Effect Size Estimation Bias for groupedSurv and Coxph Box plot comparing bias of effect size estimation of groupedSurv and Coxph

Having established control of type I error, the simulation results for the power estimations for the grouped failure time method are shown in Fig. 3 for MAFs of 0.05, 0.1, 0.2 and 0.5. An event rate of 0.6 and a sample size of n=1000 is used for each example, with the effect size varying over the range of β(−0.9,0.9). Power is estimated at the two-sided α=0.05 level using B=10,000 replicates.

Fig. 3

Power for groupedSurv Power estimates for groupedSurv for different minor allele frequencies

These assessments of the statistical operating characteristics, bias, type I error, and power are also repeated for a smaller sample size (n=500). The results are included in Additional file 1.

Computational performance

To assess the computational performance of groupedSurv in terms of parallel efficiency, we consider a sample size of n=1,000, with 100,000 simulated SNPs to be tested individually as the variables of interest. The timing results based on 1, 4, 8, 12 and 16 CPU cores are shown in panel (a) of Fig. 4. The squares represent the observed CPU time using multiple cores while the circles represent the ideal performance, calculated as CPU time using one core divided by the number of CPU cores in each scenario.

Fig. 4

Timing benchmark plots for groupedSurv for a different numbers of CPU cores, and b different sample sizes and numbers of SNPs

To evaluate the performance of groupedSurv in terms of sample size and number of variables tested, we consider sample sizes of n=100, 500 and 1000, and SNP counts of 200,000, 500,000 and 1,000,000. The models also include two baseline covariates. The computational costs for the different sample sizes and numbers of SNPs are shown in panel (b) of Fig. 4, based on four CPU cores.

CALGB 40101 GWAS results

The analysis is based on outcome data from 844 CALGB 40101 patients with 500,897 SNPs passing quality controls. An annotated list of the top 300 SNPs, ranked by unadjusted P-value, is provided as Additional file 4. The QQ and Manhattan plots for all SNPs are shown in Fig. 5. The QQ plot does not exhibit evidence of inflation.

Fig. 5

QQ and Manhattan Plot for GWAS(a) Quantile-quantile plot of expected − log10(P-values) and observed − log10(P-values) for all SNOs analyzed, (b)Manhattan plot of − log10(P-values) for all SNPs analyzed

None of the 500,897 variants meet the genome-wide threshold of significance of 1 × 10−8. We prioritize the variants according to their corresponding unadjusted P-values for further examination with respect to potential biological relevance. The top 50 hits are shown in Table 1. Figure 6 shows the non-parametric MLEs of neuropathy-free survival by genotype for the top three hits. Survival and regional visualization plots are provided for six additional SNPs in Additional file 1.

Fig. 6

Non-parametric Maximum Likelihood Survival Survival plots for the top three SNPs

Table 1 Top hits from CALGB 40101


On the basis of results from the application of the groupedSurv package to simulated survival data, we demonstrate the theoretical properties of our approach. More specifically, we confirm that the testing rule provides proper type I error control, and that the model estimates are asympotically unbiased.

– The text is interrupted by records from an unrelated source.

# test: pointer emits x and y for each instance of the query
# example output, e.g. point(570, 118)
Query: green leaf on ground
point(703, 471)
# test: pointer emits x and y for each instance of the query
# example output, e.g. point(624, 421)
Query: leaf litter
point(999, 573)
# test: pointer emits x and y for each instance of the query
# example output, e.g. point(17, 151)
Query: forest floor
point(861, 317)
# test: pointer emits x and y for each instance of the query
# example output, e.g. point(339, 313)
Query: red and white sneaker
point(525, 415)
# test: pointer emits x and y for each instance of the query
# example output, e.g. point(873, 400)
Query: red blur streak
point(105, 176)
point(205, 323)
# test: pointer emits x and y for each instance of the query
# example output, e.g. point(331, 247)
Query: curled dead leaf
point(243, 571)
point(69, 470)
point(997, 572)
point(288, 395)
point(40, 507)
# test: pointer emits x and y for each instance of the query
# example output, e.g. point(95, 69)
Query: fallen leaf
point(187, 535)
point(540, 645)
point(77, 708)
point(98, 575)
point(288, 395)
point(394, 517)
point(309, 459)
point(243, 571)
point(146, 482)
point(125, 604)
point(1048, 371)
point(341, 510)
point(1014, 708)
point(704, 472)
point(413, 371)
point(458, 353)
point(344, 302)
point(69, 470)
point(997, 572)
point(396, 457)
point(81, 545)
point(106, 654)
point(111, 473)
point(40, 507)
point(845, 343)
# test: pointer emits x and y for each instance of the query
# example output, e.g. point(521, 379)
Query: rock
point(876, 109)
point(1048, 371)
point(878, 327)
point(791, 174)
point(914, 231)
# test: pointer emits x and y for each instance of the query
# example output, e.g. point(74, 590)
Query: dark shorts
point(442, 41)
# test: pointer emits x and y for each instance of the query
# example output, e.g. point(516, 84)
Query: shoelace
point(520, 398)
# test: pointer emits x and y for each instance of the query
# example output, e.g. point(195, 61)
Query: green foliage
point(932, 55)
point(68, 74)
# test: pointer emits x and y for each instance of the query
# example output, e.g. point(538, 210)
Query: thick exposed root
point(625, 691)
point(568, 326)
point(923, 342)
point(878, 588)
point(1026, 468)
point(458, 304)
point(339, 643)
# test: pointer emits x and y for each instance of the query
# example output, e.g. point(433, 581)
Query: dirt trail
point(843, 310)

The groupedSurv package enables fast genome-wide inference based on grouped censored phenotypes. As Fig. 4 illustrates, on a single core, the analysis of 1,000,000 variants and n=1000 patients requires less than 8.5 minutes. The completion times are reduced to about 2.1, 1.0, 0.7 or 0.5 minutes when increasing the core count to 4, 8, 12 or 16, respectively.

As we have outlined, an alternative approach to using a likelihood model for grouped data is to repurpose methods for adjustments for ties in continuous right censored data. As we and others [31] have shown, these methods may be biased if applied to grouped censored data. The effect of sample size on this bias is illustrated in Figure S1 in Additional file 1.

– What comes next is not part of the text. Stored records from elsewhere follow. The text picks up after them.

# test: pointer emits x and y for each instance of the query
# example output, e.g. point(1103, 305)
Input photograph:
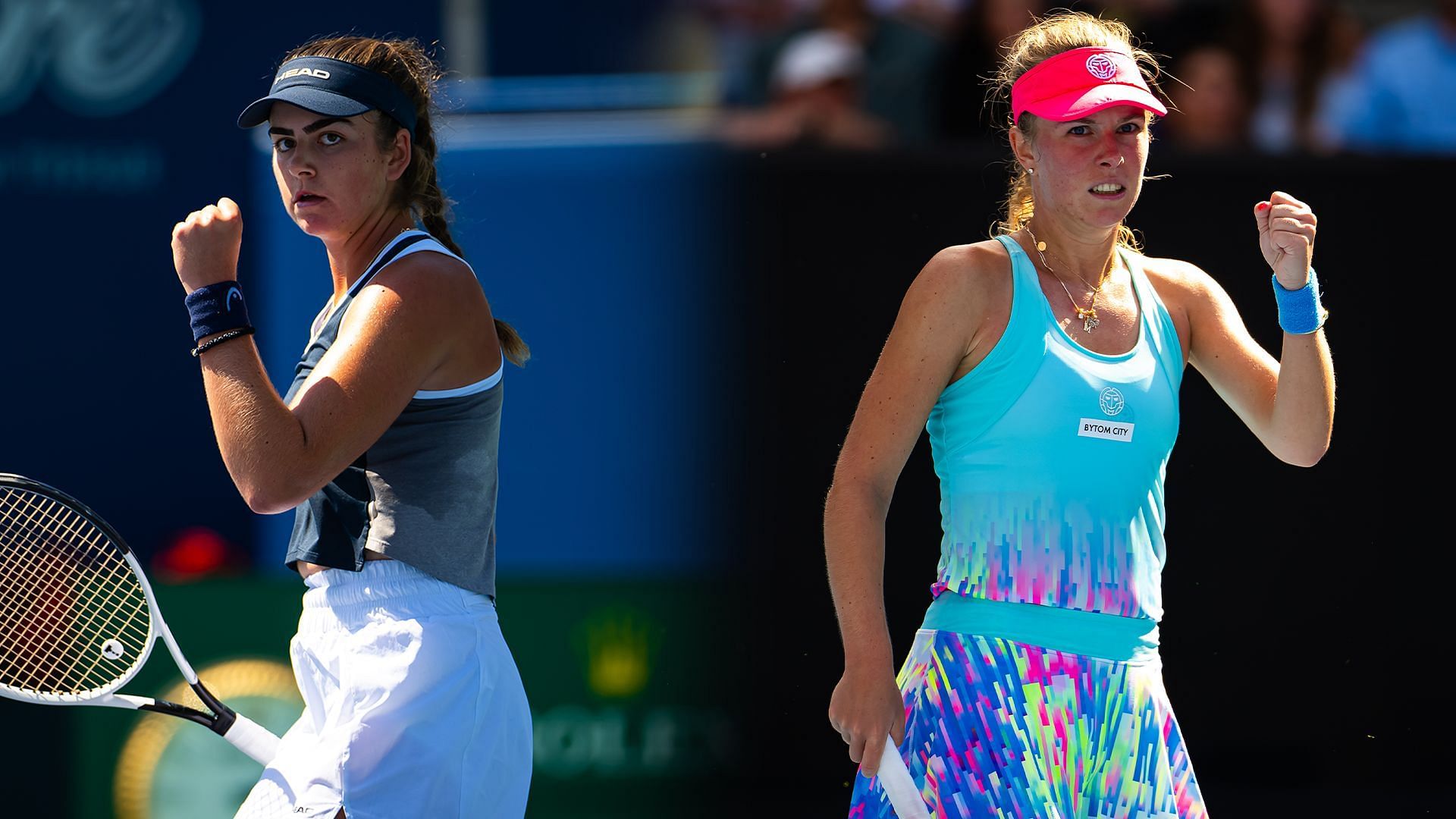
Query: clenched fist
point(206, 245)
point(1286, 238)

Although the analysis using this approach did not identify any variants that reached the genome-wide threshold for significance, the annotated results (Table 1) revealed additional candidate genes undiscovered in the initial GWAS. Among the genes listed in Table 1, many show functions in biological pathways critical to neurite regeneration after chemotherapy damage and show modest to high expression in human dorsal root ganglion, the target peripheral nerve damaged by chemotherapy agents [32]. In particular, the genomic region containing rs9435869 is an intriguing hit since both neighboring genes have potential relevance to chemotherapy-induced peripheral neuropathy (CIPN). RHOU is a Rho GTPase that is known to regulate cytoskeletal organization and induce filopodium formation, a critical step in neuronal development [3335]. Furthermore, RAB4A, encoding a member of the RAB GTPase family, is a regulator of vesicular recycling of cell surface receptors through interaction with its effector NDRG1 [36]. Mutations in NDRG1 (N-myc downstream-regulated gene 1) have been shown to be causative in the rare congenital subtype of Charcot-Marie Tooth Disease Type 4D, an inherited peripheral sensorimotor nerve disorder [3739].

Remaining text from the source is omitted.